Adding a Second Hard Drive

That old hard drive is getting crowded. But replacing it can be a long, boring chore, and that’s before you have to re-download all your favorite programs and files. Installing an additional hard drive is much easier than replacing the older one, and it keeps the first disk’s storage, operating system, and programs in service.

The first step, of course, is buying the hard drive. Even for a family of users, an inexpensive 40 GB drive is ample storage. TigerDirect.com, NewEgg.com and eBay are good places to look online, and they’re usually cheaper than computer stores.

Once you’ve purchased your disk, turn it to the side where its connectors are. There will be a small group of pins, arranged in pairs, usually labeled “Slave,” “Master,” or “SL” and “MA,” with a few other labels. A small plastic cap, called a jumper, is often placed over the Master pins. Remove the jumper and put it over the Slave pins if it’s not already there.

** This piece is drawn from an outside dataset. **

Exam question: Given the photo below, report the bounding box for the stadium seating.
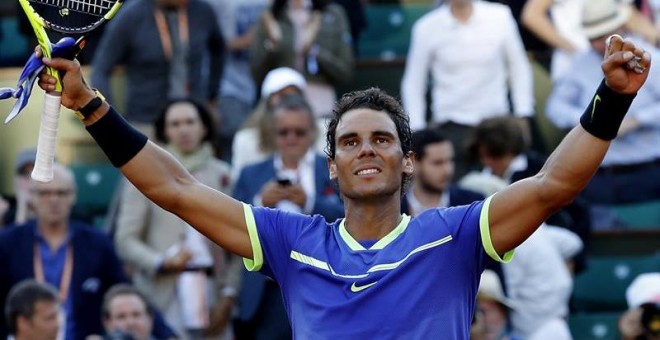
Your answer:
[568,313,621,340]
[572,253,660,312]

Moving a plastic cap over a few pins may seem odd, but it’s a very important step. A hard drive set to Master, as the name might suggest, is “in charge” of the other disk it shares a data cable with, and slave-jumpered disks only worry about their own instructions. Crippling, though easily solved, problems come from two disks trying to control each other, or neither trying to control the other at all.

With your disk set to Slave, it’s time for the actual installation. Open your PC and find your hard drive. A flat, grey cable and a four-wired power cable will be connected to it. Put the second drive in the drive bay where the original disk is and secure it with a few screws. Attach a spare power connector to the hard drive, and follow the grey cable (called an IDE or ATA cable) from the
disk until you find the second black connector. Plug it into the back of your drive, making sure any blocked holes in the connector match up with missing pins on the disk. I’ve messed up a few pins on hard drives by forgetting that last part.

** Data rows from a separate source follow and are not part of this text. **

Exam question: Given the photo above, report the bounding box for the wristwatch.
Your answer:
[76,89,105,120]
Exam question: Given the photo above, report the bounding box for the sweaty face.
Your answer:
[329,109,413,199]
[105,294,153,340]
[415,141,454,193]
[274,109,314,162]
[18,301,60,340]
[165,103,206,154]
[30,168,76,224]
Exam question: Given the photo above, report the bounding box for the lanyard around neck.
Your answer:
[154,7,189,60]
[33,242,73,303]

Windows XP makes formatting new hard drives easy. Go to the Control Panel, click Administrative Tools and then Computer Management. Click Disk Management and you’ll see a graphical representation of your hard drives, including the new one. Right-click this new disk and select “New Partition,” which will run the New Partition Wizard. You’ll only need to enter “Primary Partition” and a drive letter; Windows handles the rest.

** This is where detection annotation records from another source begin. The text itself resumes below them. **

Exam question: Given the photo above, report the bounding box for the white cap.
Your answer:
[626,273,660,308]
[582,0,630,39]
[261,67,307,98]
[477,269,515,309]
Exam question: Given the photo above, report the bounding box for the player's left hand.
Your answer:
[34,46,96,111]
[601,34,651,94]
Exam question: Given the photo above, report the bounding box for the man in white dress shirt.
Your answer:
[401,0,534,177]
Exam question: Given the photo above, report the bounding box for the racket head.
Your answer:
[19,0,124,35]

To use your second disk, go into My Computer and drop files into the new drive.

The only bad part of this setup is remembering which disk a file is on. One way to solve this is to keep only certain types of files, such as music, video, or games on the second disk, since they tend to take up more space than other file types. That frees up the first hard drive for more important software and documents.

If you need more space, don’t throw out your old hard drive; save time and effort by installing a second one.